To run happie, you will need to have Docker or Singularity installed, and python3.
Next, clone this repository, and install with python
git clone https://github.com/nickp60/happie
cd happie
python setup.py install
If you had any issues with the python install, try installing into a bioconda environment.
Happie is now installed, but we need to get the docker/singularity images for all the programs it uses. This is a bit of a pain, but having pre-built versions ensures that happie can be run replroducibly on any system, and can scale with distributed computing.
We have pre built all the images, and include a program, happie_install_or_update
to do the work of downloading them from dockerhub.
Run that command:
happie_install_or_update
You should see the status as all the programs are installed.
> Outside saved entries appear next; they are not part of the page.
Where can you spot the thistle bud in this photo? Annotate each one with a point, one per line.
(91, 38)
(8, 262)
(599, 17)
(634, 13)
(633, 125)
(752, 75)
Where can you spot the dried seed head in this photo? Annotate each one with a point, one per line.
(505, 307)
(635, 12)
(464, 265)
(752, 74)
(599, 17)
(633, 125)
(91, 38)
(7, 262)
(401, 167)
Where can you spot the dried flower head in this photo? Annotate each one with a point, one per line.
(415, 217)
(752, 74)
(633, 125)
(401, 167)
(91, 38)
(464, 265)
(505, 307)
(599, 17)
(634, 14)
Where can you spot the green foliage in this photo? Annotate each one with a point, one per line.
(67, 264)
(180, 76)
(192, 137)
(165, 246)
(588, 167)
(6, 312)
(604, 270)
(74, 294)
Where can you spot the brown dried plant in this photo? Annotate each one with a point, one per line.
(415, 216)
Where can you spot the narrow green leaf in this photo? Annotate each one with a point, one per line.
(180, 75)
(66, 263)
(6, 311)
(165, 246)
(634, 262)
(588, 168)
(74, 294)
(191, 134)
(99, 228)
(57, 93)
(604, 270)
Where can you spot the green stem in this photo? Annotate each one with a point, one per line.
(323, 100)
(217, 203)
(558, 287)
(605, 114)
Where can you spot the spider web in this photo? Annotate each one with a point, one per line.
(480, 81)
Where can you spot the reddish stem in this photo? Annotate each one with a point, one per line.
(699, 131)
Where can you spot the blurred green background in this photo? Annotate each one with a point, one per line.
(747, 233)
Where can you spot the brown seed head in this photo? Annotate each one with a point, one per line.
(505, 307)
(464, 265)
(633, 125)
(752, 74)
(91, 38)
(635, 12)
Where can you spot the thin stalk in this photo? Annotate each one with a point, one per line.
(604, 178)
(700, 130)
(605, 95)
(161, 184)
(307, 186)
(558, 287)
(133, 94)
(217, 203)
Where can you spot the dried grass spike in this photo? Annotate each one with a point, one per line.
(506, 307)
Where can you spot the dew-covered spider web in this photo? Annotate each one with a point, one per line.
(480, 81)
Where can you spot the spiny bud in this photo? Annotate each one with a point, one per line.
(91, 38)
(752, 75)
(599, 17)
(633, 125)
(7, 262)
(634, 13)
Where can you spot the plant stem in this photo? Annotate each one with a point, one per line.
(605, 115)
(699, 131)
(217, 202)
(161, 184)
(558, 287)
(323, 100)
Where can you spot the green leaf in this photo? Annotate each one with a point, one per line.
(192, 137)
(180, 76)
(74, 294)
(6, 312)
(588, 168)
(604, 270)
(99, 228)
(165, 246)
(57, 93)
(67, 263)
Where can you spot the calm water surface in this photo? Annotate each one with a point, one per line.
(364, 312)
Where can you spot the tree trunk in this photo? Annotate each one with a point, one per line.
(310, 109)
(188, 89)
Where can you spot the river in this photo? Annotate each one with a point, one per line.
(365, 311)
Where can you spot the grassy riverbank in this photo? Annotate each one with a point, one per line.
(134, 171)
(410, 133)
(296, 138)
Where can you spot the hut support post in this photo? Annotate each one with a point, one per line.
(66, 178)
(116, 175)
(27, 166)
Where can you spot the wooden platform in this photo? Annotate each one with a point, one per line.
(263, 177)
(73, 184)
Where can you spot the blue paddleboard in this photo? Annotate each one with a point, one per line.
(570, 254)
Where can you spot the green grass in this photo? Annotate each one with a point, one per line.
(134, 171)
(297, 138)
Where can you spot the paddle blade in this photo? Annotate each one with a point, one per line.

Lets investigate the mobilomes of three /Staph/ strains:
- Staphylococcus aureus D30
- Staphylococcus aureus subsp. aureus MR1
- Staphylococcus aureus subsp. aureus str. CF-Marseille
First of all, lets make a directory, and download our genomes into it, and gunzip them.
mkdir staph
cd staph
curl -o D30.fasta.gz ftp://ftp.ncbi.nlm.nih.gov/genomes/all/GCF/000/171/455/GCF_000171455.1_ASM17145v1/GCF_000171455.1_ASM17145v1_genomic.fna.gz
curl -o MR1.fasta.gz ftp://ftp.ncbi.nlm.nih.gov/genomes/all/GCF/000/176/195/GCF_000176195.1_ASM17619v1/GCF_000176195.1_ASM17619v1_genomic.fna.gz
curl -o Marseille.fasta.gz ftp://ftp.ncbi.nlm.nih.gov/genomes/all/GCF/000/180/395/GCF_000180395.1_ASM18039v1/GCF_000180395.1_ASM18039v1_genomic.fna.gz
gunzip ./*
cd ../
You should have a directory with three genomes in it now. You are ready to run happie.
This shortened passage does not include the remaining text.